I have a PySpark DataFrame with 11 million records. I created the DataFrame on a cluster. It is not saved on DBFS or storage account.
import pyspark.sql.functions as F
from pyspark.sql.functions import col, when, floor, expr, hour, minute, to_timestamp, explode, sequence
# Define start and end datetime for intervals
start_datetime = "1990-01-01 00:00:00"
end_datetime = "2099-12-31 23:55:00"
interval_minutes = 5 # minutes
# Create a DataFrame with sequence of intervals
df = spark.range(0, 1).select(
expr(f"sequence(to_timestamp('{start_datetime}'), to_timestamp('{end_datetime}'), interval {interval_minutes} minutes)").alias("time")
)
# Explode the sequence column to create individual intervals
df = df.select(explode(col("time")).alias("time"))
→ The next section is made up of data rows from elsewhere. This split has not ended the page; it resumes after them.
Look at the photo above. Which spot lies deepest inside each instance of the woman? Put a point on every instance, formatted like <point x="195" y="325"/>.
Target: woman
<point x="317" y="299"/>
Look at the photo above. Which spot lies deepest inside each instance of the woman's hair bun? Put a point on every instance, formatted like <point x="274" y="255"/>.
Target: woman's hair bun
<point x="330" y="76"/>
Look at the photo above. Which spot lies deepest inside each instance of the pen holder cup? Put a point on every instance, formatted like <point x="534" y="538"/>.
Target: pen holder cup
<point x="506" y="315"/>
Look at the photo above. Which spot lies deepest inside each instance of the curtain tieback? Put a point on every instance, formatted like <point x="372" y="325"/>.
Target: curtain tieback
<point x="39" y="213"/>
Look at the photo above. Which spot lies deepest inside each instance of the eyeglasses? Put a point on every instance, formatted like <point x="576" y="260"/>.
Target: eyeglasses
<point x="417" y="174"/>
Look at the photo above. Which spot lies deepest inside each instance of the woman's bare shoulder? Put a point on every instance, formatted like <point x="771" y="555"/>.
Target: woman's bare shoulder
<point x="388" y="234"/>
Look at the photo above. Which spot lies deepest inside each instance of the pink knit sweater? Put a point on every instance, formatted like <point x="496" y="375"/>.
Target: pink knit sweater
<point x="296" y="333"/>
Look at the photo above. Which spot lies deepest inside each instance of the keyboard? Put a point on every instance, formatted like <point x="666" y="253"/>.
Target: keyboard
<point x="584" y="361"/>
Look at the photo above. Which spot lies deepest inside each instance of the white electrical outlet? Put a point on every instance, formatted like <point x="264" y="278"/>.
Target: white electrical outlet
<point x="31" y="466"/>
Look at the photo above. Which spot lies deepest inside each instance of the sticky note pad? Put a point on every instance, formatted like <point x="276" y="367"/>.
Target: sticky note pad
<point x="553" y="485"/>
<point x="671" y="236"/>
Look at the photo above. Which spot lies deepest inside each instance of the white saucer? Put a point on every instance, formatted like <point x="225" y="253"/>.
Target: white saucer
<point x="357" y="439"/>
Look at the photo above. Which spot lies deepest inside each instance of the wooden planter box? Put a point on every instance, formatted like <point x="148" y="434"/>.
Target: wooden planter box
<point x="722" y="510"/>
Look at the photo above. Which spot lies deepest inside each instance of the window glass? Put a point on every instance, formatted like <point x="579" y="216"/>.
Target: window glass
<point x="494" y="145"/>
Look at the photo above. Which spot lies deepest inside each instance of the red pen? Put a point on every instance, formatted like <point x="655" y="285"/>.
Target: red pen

# Create a DataFrame with sequence of intervals
df = spark.range(0, 1).select(
expr(f"sequence(to_timestamp('{start_datetime}'), to_timestamp('{end_datetime}'), interval {interval_minutes} minutes)").alias("time")
)
# Explode the sequence column to create individual intervals
df = df.select(explode(col("time")).alias("time"))
# add a new column with interval_period
df = df.withColumn('Interval_Period', interval_period)
df = df.withColumn('Interval_Date', F.to_date(F.col("time")))
I want to write in on Storage Account as a Delta table by:
df.write \
.format("delta") \
.mode("overwrite") \
.option("path", "table_path") \
.saveAsTable("my_table") # External table
And I get the error:
AnalysisException: Found invalid character(s) among ' ,;{}()\n\t=' in the column names of your schema.
Please upgrade your Delta table to reader version 2 and writer version 5
and change the column mapping mode to 'name' mapping. You can use the following command:
ALTER TABLE SET TBLPROPERTIES (
'delta.columnMapping.mode' = 'name',
'delta.minReaderVersion' = '2',
'delta.minWriterVersion' = '5')
Refer to table versioning at https://docs.microsoft.com/azure/databricks/delta/versioning
My question is how I can set those properties. Not that I don't have a delta table. What I have is a DataFrame created on a cluster.